How I Live Now by Meg Rosoff

You know you’re reading a few too many books about natural disasters, war, and survival when you find yourself considering the leftover prescriptions meds in your cupboard and the canned food in your storage room. But I’m not regretting it in the least. Reading How I Live Now was sort of like curling up by the fire on a cold night – it’s cozy, but the heat is intense, so you better know what you’re getting into. It was a commitment, but I was hooked, and if I had had my way, I would’ve read it in one sitting.

“Mostly everything changed because of Edmond.” (page 1)
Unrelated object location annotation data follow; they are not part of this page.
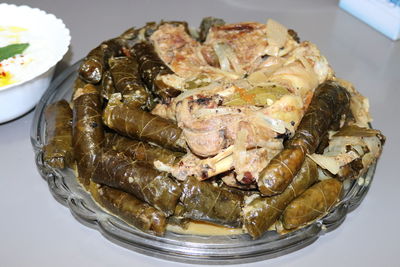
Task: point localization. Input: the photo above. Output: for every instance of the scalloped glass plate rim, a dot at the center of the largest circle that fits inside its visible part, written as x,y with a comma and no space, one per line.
176,247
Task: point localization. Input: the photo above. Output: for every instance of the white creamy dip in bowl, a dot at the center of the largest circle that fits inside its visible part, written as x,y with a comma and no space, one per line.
24,77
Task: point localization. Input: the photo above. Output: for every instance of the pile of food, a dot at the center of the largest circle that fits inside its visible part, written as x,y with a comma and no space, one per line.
235,126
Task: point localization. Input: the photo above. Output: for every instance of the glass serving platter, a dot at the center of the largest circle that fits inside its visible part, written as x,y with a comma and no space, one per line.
176,247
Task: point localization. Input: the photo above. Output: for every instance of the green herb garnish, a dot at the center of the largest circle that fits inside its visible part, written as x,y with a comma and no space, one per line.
12,50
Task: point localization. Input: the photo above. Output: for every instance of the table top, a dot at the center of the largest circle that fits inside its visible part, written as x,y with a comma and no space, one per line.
36,230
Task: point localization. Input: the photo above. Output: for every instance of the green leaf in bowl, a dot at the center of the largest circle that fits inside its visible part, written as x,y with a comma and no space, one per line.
12,50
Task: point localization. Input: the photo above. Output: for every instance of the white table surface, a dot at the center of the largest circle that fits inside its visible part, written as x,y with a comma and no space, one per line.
35,230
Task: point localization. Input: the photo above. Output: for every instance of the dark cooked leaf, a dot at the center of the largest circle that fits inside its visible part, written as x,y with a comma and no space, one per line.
313,203
127,81
262,212
139,179
142,125
141,151
96,62
203,201
329,103
87,132
58,151
151,68
132,210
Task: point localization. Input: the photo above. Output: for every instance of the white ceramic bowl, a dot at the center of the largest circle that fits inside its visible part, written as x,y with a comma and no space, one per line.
21,96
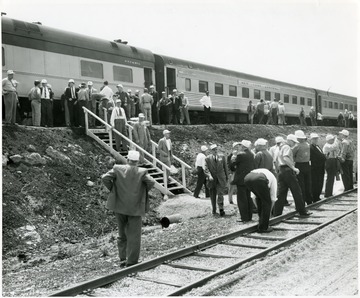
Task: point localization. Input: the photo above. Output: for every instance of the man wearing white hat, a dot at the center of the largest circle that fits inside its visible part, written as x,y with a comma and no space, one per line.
200,167
146,102
9,86
128,199
287,179
118,121
301,154
263,159
243,163
317,159
346,158
71,96
216,171
331,150
141,135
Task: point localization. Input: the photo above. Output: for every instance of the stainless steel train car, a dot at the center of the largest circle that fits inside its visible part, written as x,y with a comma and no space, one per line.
35,51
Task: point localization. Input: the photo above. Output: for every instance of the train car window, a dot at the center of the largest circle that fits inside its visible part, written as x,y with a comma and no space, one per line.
219,88
187,85
232,90
122,74
91,69
277,96
203,86
257,94
267,95
245,92
286,98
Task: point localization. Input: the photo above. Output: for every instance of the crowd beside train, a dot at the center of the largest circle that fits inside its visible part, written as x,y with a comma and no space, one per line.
173,108
297,163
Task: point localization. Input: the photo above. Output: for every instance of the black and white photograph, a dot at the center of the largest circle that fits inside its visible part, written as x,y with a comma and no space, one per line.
179,148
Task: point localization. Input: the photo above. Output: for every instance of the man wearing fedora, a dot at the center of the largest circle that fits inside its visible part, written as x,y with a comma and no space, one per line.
128,199
287,178
216,171
301,154
317,159
243,163
200,168
346,158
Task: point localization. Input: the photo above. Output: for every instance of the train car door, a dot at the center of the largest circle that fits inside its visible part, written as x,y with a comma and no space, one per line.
147,77
170,79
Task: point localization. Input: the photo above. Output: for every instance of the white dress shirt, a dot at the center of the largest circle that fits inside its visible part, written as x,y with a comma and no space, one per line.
206,101
272,182
200,160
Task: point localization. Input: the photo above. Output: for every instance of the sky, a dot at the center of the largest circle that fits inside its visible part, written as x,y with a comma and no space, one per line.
313,43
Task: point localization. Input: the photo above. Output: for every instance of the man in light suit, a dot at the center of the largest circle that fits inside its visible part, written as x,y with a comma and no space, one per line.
217,173
128,185
165,150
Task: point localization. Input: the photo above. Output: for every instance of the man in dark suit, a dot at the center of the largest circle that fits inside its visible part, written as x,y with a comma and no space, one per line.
317,159
243,164
71,96
128,185
216,171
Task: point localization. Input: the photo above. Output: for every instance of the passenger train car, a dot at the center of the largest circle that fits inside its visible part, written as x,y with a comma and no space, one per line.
35,51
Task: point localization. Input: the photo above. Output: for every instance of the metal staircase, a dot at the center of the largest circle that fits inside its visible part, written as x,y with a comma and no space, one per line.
156,169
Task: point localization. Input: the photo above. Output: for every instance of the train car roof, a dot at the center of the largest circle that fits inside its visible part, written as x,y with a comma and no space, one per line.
68,42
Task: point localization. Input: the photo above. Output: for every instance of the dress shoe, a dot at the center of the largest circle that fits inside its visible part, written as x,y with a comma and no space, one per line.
306,214
268,230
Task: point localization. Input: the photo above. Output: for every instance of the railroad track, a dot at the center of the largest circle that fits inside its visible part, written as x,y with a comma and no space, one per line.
177,273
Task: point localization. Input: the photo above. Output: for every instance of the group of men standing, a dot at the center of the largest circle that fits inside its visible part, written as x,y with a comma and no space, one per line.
269,173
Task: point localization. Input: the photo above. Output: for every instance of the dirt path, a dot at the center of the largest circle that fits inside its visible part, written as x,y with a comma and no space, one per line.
325,263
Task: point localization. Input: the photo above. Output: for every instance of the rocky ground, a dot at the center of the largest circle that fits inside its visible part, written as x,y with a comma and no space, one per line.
56,229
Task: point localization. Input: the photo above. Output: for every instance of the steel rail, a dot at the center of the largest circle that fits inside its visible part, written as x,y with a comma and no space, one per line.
105,280
261,254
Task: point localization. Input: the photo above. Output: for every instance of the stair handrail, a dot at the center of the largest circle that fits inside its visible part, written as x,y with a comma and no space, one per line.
111,129
154,146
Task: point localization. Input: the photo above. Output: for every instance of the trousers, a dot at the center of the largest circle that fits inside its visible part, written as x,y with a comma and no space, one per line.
129,240
36,112
10,100
258,184
200,182
287,179
347,175
244,202
304,178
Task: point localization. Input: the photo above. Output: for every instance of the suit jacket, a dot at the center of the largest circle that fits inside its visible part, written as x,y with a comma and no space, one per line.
165,155
242,166
128,187
217,170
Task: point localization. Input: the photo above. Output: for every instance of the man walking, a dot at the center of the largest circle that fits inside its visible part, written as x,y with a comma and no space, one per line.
200,167
263,184
243,164
346,158
216,171
317,159
11,100
128,198
287,179
206,102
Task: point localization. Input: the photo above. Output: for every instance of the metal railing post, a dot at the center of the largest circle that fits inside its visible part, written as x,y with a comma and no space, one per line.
183,175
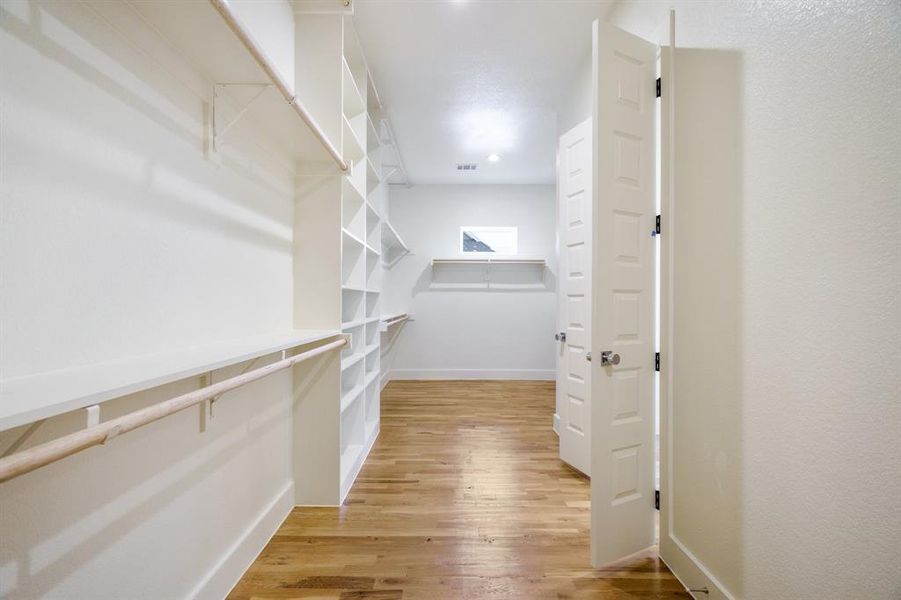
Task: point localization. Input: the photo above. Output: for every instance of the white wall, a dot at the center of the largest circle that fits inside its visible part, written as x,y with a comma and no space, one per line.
118,239
272,26
459,333
576,104
787,267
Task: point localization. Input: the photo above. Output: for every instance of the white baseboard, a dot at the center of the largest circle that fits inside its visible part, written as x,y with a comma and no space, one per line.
219,580
449,374
690,571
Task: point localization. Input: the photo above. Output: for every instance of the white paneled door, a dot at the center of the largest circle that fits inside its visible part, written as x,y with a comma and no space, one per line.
574,377
622,336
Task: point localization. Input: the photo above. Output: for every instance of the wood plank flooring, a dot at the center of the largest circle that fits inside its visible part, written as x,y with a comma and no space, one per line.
462,497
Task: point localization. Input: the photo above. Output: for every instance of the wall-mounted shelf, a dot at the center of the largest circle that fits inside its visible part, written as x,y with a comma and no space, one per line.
193,28
42,395
509,273
537,262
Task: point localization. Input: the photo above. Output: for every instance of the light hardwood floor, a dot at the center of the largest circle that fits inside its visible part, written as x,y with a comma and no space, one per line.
462,497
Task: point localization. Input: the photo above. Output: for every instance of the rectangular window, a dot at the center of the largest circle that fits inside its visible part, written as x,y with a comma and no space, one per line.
498,240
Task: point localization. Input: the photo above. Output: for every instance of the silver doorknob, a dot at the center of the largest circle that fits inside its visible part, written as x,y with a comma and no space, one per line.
608,357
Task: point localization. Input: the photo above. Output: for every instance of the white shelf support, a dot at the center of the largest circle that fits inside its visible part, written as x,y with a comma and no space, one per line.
219,133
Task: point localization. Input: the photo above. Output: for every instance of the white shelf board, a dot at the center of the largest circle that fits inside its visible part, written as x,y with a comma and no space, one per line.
493,261
199,34
350,191
353,99
373,179
354,151
373,131
43,395
371,209
351,396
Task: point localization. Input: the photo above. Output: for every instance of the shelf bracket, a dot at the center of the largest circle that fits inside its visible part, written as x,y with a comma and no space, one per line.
220,129
22,438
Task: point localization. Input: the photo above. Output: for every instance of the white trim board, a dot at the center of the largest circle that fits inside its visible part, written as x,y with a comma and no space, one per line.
451,374
235,561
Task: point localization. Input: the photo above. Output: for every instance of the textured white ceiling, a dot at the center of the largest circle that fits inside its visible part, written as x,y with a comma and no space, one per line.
462,79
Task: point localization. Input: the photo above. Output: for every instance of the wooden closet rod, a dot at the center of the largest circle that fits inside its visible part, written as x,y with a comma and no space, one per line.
28,460
223,8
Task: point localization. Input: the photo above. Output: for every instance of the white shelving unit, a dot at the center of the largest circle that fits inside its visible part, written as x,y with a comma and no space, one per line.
337,265
360,267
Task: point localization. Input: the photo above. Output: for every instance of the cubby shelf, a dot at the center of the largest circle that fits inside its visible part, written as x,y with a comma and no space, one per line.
352,360
351,396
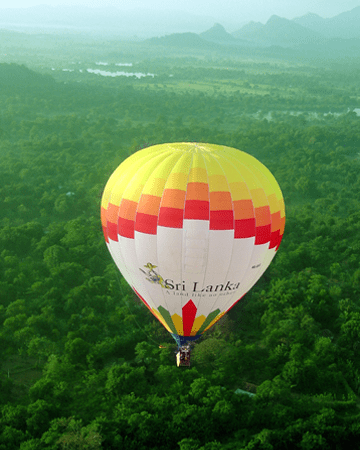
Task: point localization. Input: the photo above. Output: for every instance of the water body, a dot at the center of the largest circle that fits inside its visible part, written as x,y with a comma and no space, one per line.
105,73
Teenage New Yorker Daisy is sent to live with her cousins in England. The feeling was mutual – she and Davina the Diabolical, i.e. her pregnant stepmother, had had enough of each other. Just when she thinks two countries don’t want her, she finds her cousin Edmond waiting to take her to his family’s estate in the country. Immediately, Daisy knows she’s not in New York anymore. After spending a blissful, perfectly happy summer with no adult supervision, “The Enemy” has attacked London, and it’s not long before war is at their door.

I’m not exactly sure why I liked this book so much, but I think part of it was the premise. In an age of terrorism, being invaded and occupied and bombed and having no electricity, power, water, or food – THIS COULD HAPPEN. The story was timely, but also real. Meg Rosoff does not leave out any of the unpleasant, gritty details. This hit home in a compelling way.
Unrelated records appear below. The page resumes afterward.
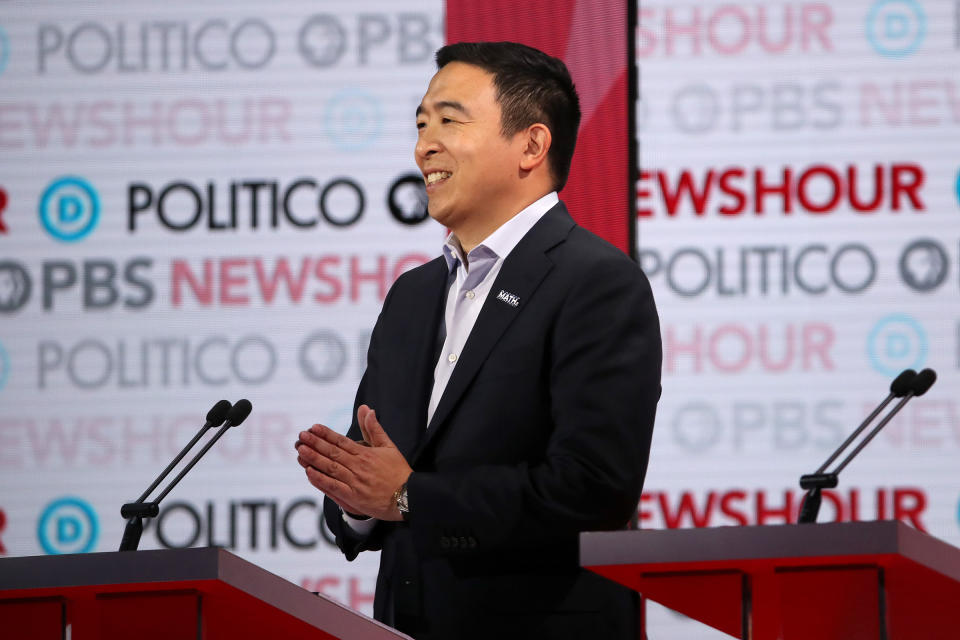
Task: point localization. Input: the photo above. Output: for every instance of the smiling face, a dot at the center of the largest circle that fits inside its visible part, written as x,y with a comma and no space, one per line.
473,174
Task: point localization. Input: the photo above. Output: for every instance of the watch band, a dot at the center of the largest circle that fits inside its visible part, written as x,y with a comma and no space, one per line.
400,498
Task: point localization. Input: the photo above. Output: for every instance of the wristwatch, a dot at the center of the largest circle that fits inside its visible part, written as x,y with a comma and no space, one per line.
400,498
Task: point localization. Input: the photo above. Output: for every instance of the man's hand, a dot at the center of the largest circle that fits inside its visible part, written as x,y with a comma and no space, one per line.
360,479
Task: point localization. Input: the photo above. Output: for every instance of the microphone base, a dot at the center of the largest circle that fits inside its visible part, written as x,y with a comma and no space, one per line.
131,534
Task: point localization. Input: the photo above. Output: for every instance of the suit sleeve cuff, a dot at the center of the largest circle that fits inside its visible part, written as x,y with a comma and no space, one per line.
360,527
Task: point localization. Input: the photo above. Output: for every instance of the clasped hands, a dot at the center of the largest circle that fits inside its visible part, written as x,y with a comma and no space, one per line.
361,477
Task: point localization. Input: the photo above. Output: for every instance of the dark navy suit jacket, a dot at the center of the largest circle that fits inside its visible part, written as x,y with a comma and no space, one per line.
542,432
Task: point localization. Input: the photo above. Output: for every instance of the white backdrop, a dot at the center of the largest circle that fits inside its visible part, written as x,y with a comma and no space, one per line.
195,203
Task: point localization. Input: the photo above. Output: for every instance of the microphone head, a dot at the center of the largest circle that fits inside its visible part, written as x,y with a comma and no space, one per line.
218,413
239,412
903,384
924,381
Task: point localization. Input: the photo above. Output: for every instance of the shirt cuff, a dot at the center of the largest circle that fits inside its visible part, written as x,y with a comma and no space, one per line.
362,527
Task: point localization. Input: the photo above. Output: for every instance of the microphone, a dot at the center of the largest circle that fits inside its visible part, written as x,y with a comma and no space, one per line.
907,385
134,512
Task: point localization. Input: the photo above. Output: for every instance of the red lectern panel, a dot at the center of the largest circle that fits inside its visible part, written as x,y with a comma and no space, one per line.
206,594
794,582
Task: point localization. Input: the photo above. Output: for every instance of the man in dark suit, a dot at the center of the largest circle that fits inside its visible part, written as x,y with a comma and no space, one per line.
511,384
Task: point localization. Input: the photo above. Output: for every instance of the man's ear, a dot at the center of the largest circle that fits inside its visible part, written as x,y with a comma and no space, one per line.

It was also the protagonist that made this read so powerful. Daisy is a subversive, witty teenager who rises to the occasion but not without her moments of immaturity. Her voice feels real as she recounts her life from it’s turning point. A fifteen-year-old would not know all the politics and names and details of The War and The Enemy. She would only pay attention to how what and who affected her and those around her.

But what I liked most about How I Live Now was the writing style. Rather than using the traditional ways of writing dialogue, Rosoff tells the story by blending Daisy’s hindsight, real-time thoughts and emotions, and the bare-minimum necessary dialogue all in single paragraphs, using only capitalization to distinguish and give expression to what’s actually spoken. It’s her own brand of stream-of-consciousness writing, and I loved it. From the first page and anytime Daisy hinted at what was to come, I was mesmerized. I had to experience her plight and learn her fate, and what I found surpassed my expectations. When I’m ready to sink into another of Rosoff’s books, I can’t wait to read her latest adult novel What I Was.